Afshin Dehghani was looking for a change of pace when he stumbled upon an opportunity at DoorDash. It was 2021, and he’d spent a few years in the banking and financial services industry when he wanted to join a company that moved fast, was growing even faster, and where he could work a bit more closely to the customer. 

“So I joined DoorDash as a full stack engineer and I right away jumped on some large projects,” Afshin says. “This is a place that encourages me to build. We’re constantly thinking about how we can do better, deliver better value to our customers, and opportunities to be innovative.”

Since joining DoorDash, Afshin has grown his career into becoming an engineering manager on the Ads Engineering team, where he’s experienced a healthy blend of building things that didn’t exist before, while also continuing to incrementally improve on what’s been developed over the last 10 years. 

“I’ve seen all sorts of engineers navigate their careers at DoorDash. And the beautiful thing about this company is that no one is blocking your growth,” Afshin continues. “If you’re looking for more opportunities, you want to work harder, you want to solve more problems, raise your hand.

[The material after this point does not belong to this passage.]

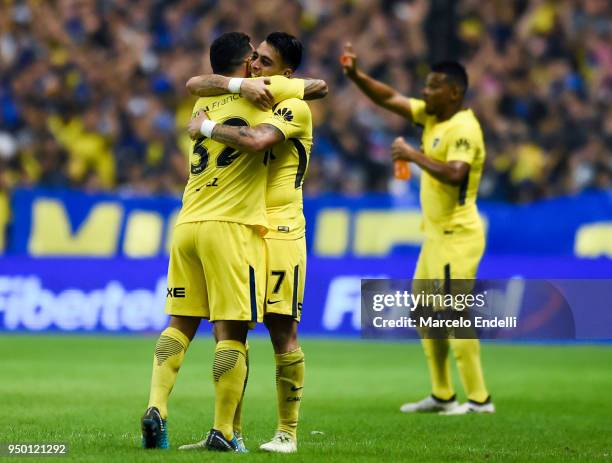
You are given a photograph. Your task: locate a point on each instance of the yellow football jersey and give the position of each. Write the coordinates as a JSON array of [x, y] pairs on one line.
[[456, 139], [226, 184], [288, 162]]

We move fast and the work is not easy. Your experience here is defined by how you leverage your time and skills.”

Along with his role as an engineering manager, Afshin is a heavy proponent of the WeDash program, last year completing the most dashes in the company and earning company-wide recognition during an All Hands meeting with our DoorDash CEO and Co-Founder Tony Xu.

“You can’t solve some of these problems unless you experience them, and I think a program like WeDash helps people who are building for all these legs in the marketplace,” Afshin says. “From my perspective, it’s just the mission and the vision of the company, right? If you are connecting the empowering communities, we are creating a better kind of life for our customers, for our dashers, and for our merchants. I really wanted to be connected to that. And I want to see how we are doing it on the ground and actually being connected with people.”

Afshin spent 2022 dashing in San Francisco, New York, Northern Virginia, Washington, D.C. and when he traveled. He experienced big-city dashing to high rises and condominiums, delivering orders in the suburbs, and developed a greater appreciation for the job of merchants and dashers within the business. 

“The whole dashing aspect of the marketplace is a key component of the business,” Afshin says. “If you look at it from a pure business perspective, this is very important for us to test, understand what’s working, and evaluate it to make it better.  I think from the one percent better every day value, this is the kind of responsibility every single person in the company can contribute to. I strongly believe that it made a huge difference in my life doing the dashes. Being able to connect to people and understand and see their perspective.”

Afshin says since his recognition, where he shared the importance of dashing, he’s discussed dashing with other colleagues and continued to lead by example with his investment in the WeDash program.